The study focuses on how climate change and melting ice sheets are impacting Earth's rotation and making the days longer.
Climate change has impacted our planet in both expected and surprising ways. According to a recent study reported by USA Today, climate change is lengthening our days by accelerating changes in the Earth's rotation. The melting ice sheets in Greenland and Antarctica are a major factor. As the ice melts and flows into oceans near the equator, it alters the Earth's shape, consequently slowing its rotation.
The Earth's rotation is becoming more influenced by climate change than by the moon, according to research from ETH Zurich. Explaining the change in rotation Benedikt Soja, Professor of Space Geodesy at the Department of Civil, Environmental and Geomatic Engineering at ETH Zurich said, "It’s like when a figure skater does a pirouette, first holding her arms close to her body and then stretching them out." He further explained, "A shift in mass is taking place, and this is affecting the Earth’s rotation." The rotation slows down because the mass moves away from the axis of rotation causing physical inertia.
This phenomenon is governed by the law of angular momentum in physics, which applies to Earth's rotation. As the rotation slows, days become longer. Although not immediately noticeable, climate change has added milliseconds to our 86,400-second day. Other factors, like tidal friction caused by the moon, also slow Earth's rotation. However, if pollution and climate change continue unchecked, their influence on Earth's rotation could surpass that of the moon.
“We humans have a greater impact on our planet than we realize and this naturally places great responsibility on us for the future of our planet," Soja pointed out. Climate change isn't just melting the ice and slowing down the rotation but also changing the axis of rotation. The change is happening at the point where the axis of rotation meets the surface of the earth. The point would likely move hundreds of meters over the years. The reason behind this is the changing shape of the planet along with the changes taking place deep within the earth's surface. As the metal becomes more viscous due to high pressure displacements take place over time.

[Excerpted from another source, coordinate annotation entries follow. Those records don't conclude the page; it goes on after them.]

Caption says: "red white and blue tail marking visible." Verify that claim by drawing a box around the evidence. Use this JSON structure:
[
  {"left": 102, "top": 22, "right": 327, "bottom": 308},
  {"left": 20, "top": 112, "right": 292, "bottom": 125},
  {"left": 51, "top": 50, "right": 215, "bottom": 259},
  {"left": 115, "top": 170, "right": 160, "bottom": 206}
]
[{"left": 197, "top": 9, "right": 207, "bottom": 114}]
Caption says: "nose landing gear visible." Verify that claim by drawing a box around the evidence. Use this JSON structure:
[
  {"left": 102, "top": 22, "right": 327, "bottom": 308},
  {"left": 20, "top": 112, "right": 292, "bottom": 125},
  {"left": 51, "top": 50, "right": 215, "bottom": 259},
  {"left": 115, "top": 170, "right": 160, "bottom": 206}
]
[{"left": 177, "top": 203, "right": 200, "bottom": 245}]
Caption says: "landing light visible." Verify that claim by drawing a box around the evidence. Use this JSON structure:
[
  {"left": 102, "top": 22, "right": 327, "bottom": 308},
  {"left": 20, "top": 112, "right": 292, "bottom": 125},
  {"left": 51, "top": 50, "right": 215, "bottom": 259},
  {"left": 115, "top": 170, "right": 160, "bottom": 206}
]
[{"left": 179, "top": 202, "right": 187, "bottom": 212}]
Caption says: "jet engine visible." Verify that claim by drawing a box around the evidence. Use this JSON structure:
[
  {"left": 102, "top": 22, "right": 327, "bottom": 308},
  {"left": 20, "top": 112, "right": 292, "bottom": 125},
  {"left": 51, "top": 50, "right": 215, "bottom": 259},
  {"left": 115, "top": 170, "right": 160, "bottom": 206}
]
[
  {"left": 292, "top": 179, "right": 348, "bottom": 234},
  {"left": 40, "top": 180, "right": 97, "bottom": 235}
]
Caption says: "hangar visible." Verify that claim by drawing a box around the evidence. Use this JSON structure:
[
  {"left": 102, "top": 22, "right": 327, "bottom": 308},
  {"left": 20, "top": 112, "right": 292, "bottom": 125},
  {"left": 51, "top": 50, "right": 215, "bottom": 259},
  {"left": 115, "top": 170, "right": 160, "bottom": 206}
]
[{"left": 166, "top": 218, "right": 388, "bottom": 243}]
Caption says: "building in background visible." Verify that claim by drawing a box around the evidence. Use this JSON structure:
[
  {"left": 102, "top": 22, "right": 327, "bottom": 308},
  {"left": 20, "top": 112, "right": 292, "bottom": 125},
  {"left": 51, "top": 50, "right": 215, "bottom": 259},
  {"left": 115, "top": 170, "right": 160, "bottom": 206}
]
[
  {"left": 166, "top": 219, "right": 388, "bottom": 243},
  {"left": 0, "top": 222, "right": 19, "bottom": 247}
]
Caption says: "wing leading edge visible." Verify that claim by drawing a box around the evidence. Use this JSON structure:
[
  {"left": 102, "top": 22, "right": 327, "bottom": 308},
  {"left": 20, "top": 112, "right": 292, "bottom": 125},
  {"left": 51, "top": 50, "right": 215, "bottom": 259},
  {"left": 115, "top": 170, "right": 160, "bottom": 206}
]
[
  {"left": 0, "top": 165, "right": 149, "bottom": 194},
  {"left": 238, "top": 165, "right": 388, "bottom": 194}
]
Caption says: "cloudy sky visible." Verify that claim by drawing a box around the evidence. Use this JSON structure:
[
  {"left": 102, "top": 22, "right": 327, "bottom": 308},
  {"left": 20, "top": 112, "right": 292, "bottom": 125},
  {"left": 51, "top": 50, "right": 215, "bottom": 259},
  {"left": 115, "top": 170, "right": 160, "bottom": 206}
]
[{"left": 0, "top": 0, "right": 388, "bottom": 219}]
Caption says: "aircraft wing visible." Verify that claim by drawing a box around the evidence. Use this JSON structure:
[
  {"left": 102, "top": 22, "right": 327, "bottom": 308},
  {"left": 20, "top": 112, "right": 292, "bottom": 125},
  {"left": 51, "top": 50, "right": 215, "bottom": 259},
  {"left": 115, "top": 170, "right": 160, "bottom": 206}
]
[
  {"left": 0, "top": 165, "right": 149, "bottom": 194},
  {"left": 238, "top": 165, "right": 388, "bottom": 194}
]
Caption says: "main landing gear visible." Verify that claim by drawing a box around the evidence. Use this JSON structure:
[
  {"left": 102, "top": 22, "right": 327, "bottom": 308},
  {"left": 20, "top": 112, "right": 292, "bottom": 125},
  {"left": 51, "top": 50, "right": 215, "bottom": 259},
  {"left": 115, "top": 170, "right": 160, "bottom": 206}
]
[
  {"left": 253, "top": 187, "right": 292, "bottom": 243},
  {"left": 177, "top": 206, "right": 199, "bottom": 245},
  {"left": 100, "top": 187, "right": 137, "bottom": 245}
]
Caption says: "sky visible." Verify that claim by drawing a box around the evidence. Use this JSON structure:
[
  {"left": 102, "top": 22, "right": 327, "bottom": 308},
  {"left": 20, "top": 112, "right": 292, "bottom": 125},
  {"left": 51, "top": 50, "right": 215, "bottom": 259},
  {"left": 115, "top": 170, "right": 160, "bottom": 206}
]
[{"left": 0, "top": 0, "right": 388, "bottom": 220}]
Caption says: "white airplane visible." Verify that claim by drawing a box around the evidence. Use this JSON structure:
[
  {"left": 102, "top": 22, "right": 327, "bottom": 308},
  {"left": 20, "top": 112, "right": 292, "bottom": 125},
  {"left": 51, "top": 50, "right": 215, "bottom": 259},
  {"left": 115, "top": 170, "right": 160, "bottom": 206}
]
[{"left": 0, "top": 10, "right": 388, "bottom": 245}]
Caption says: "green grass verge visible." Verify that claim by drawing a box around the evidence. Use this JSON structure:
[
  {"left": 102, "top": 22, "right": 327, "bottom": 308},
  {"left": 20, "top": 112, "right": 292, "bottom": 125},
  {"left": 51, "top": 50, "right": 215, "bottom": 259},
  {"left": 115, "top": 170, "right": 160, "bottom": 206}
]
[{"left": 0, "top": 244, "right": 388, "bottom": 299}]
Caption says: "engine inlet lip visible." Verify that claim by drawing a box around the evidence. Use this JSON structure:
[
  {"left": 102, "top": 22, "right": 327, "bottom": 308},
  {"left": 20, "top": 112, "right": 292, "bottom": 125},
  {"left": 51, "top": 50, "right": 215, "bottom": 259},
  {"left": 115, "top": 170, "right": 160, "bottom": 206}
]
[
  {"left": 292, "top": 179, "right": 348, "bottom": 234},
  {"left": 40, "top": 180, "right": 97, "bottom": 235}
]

“For the first time, we present a complete explanation for the causes of long-period polar motion. In other words, we now know why and how the Earth’s axis of rotation moves relative to the Earth’s crust," Mostafa Kiani Shahvandi, one of Soja’s doctoral students and lead author of the study wrote in a statement. “Climate change is causing the Earth’s axis of rotation to move, and it appears that the feedback from the conservation of angular momentum is also changing the dynamics of the Earth’s core,” Soja pointed out.
“Ongoing climate change could therefore even be affecting processes deep inside the Earth and have a greater reach than previously assumed," Kiani Shahvandi noted. “In barely 200 years, we will have altered the Earth’s climate system so much that we are witnessing its impact on the very way Earth spins,” Surendra Adhikari, a geophysicist at NASA’s Jet Propulsion Laboratory, and a report author told CNN.